A simple index comparing uric acid and good cholesterol to give context on metabolic balance.
The uric acid to HDL cholesterol ratio (UHR) is a calculated value, not a separate blood test. It compares uric acid, a waste product linked with inflammation and metabolic stress, with HDL cholesterol, the protective cholesterol.
The formula is: uric acid ÷ HDL cholesterol, using the units reported by the lab.
High uric acid and low HDL both feature in metabolic syndrome and insulin resistance. Combining them into one ratio aims to capture that metabolic pattern, and UHR has been studied as a marker of insulin resistance, fatty liver and cardiometabolic risk.
A higher ratio reflects more metabolic stress relative to protective cholesterol and has been associated with greater cardiometabolic risk. A lower ratio is more favourable.
Aniva reads your result against research-backed ranges, not just the lab's wide normal. The reference shown below is specific to this biomarker.
There is no firmly established healthy reference range for UHR. It is used in research as a relative marker, where higher values track with greater metabolic and cardiovascular risk. Interpret as a trend with a clinician rather than against a fixed cutoff.

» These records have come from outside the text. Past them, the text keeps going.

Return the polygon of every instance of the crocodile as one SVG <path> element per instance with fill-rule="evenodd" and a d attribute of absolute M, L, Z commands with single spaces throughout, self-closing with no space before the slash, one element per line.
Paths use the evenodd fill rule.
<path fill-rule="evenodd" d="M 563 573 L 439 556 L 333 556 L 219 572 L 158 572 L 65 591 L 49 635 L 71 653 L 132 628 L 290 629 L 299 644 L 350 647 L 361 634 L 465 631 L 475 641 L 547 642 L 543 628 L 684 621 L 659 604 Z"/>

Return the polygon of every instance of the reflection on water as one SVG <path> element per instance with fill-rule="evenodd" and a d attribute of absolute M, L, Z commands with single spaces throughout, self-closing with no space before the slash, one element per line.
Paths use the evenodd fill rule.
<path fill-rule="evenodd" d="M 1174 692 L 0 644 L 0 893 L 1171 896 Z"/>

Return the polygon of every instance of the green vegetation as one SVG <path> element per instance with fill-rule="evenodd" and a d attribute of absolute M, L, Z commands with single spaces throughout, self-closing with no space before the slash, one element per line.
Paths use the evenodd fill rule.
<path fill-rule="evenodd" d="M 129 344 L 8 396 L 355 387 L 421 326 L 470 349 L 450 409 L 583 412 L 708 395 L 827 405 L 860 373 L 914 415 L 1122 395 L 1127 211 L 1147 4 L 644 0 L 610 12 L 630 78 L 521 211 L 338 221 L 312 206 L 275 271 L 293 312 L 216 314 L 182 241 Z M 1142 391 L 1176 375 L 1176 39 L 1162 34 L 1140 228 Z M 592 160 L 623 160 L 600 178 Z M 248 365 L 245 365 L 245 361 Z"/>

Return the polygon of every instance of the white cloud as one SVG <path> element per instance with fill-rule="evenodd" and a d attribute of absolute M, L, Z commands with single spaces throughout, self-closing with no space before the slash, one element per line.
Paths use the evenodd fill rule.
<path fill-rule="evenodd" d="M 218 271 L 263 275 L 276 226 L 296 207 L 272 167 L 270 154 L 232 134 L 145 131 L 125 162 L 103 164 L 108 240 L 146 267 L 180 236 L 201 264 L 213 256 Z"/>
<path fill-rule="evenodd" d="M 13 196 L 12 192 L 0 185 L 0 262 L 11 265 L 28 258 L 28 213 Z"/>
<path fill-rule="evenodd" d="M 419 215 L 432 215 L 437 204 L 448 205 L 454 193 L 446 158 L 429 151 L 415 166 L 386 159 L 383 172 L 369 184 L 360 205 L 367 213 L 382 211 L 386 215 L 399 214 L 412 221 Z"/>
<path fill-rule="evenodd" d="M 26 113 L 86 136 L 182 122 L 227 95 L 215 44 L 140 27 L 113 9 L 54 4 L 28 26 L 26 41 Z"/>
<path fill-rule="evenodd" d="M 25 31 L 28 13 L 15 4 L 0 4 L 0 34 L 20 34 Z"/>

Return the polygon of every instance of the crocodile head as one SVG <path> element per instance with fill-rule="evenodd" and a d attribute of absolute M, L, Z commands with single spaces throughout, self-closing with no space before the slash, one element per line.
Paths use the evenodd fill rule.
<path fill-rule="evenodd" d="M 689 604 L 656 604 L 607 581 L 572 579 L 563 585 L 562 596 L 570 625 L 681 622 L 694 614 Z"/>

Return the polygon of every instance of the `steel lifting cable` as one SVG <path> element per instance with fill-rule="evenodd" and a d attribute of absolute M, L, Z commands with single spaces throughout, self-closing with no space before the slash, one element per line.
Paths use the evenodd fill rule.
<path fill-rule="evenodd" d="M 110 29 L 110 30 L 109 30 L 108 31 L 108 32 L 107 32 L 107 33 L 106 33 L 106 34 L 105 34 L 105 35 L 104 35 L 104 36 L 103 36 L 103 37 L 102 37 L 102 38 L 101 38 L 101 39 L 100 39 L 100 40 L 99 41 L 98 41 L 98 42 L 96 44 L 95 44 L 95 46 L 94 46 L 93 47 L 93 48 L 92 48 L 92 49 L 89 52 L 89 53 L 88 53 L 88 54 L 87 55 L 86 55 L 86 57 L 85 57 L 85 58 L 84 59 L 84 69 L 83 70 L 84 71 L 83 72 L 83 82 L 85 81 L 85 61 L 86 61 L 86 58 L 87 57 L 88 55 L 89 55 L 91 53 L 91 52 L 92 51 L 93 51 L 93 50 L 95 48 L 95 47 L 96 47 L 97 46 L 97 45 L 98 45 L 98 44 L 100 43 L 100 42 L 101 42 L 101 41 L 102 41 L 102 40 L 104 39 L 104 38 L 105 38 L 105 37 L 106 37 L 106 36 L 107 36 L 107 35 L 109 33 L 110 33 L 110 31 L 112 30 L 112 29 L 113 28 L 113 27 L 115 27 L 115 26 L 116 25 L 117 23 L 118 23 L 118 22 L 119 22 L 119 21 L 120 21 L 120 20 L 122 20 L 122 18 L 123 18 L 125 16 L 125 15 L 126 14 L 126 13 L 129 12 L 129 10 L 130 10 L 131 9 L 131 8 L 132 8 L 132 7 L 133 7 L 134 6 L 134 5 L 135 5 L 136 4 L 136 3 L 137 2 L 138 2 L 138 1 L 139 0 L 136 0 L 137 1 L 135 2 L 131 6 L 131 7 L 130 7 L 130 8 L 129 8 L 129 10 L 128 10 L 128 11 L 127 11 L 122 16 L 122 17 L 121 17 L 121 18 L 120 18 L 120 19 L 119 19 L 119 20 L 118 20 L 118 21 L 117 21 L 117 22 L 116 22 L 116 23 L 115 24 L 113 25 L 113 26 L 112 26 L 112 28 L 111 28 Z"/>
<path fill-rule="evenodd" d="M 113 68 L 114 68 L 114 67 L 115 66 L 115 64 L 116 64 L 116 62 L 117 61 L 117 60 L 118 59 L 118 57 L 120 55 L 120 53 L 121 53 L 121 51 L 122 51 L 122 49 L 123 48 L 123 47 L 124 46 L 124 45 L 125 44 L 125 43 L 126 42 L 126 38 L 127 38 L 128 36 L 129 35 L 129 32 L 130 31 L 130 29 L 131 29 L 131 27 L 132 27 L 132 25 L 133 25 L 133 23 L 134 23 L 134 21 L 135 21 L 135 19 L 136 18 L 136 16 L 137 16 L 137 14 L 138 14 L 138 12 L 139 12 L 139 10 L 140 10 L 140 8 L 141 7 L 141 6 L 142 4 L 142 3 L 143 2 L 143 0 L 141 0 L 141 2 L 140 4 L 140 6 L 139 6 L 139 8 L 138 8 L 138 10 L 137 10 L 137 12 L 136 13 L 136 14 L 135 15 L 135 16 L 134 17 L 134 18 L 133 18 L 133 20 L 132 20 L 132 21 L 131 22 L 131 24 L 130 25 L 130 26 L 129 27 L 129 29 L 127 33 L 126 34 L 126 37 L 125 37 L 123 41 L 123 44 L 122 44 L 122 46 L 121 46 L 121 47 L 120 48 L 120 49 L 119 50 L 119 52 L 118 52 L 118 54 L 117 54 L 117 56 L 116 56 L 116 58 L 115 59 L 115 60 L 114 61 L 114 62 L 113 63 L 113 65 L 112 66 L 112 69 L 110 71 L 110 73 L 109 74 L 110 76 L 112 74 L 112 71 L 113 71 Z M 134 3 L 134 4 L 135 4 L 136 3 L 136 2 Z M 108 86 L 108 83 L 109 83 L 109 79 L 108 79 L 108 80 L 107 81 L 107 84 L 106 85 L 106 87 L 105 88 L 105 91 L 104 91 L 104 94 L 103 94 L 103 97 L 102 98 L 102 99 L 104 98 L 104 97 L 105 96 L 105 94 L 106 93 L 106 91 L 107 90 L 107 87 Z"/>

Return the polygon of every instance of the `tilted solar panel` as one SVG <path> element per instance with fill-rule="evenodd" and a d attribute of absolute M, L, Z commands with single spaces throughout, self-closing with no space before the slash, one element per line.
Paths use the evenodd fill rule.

Uric acid rises with high purine intake, alcohol, dehydration and some diuretics, and varies between people. HDL is affected by alcohol, smoking and some medications. These influences can move the ratio independently of underlying metabolic risk.
Read with its components, uric acid and HDL cholesterol, and alongside fasting glucose, triglycerides and the full lipid panel.
What does my result mean? A higher ratio can reflect higher uric acid, lower HDL, or both. A lower ratio often suggests a more favorable balance. Confirm with the individual tests.
Do I need to fast? No. Fasting is not routinely required for uric acid or HDL. Follow any specific instructions from your clinician.
What can affect the result? Alcohol, big purine-rich meals, dehydration, intense exercise, illness, diuretics, niacin, smoking, and high-dose vitamin C can shift values.
How often should I test? If tracking metabolic risk or gout, many people recheck every 3 to 6 months or as advised by their clinician.
How long do results take? Results are usually ready in about 7 days.
What should I discuss with my clinician? Ask how your ratio fits with uric acid, full lipids, and glucose markers, and which next steps, if any, make sense for you.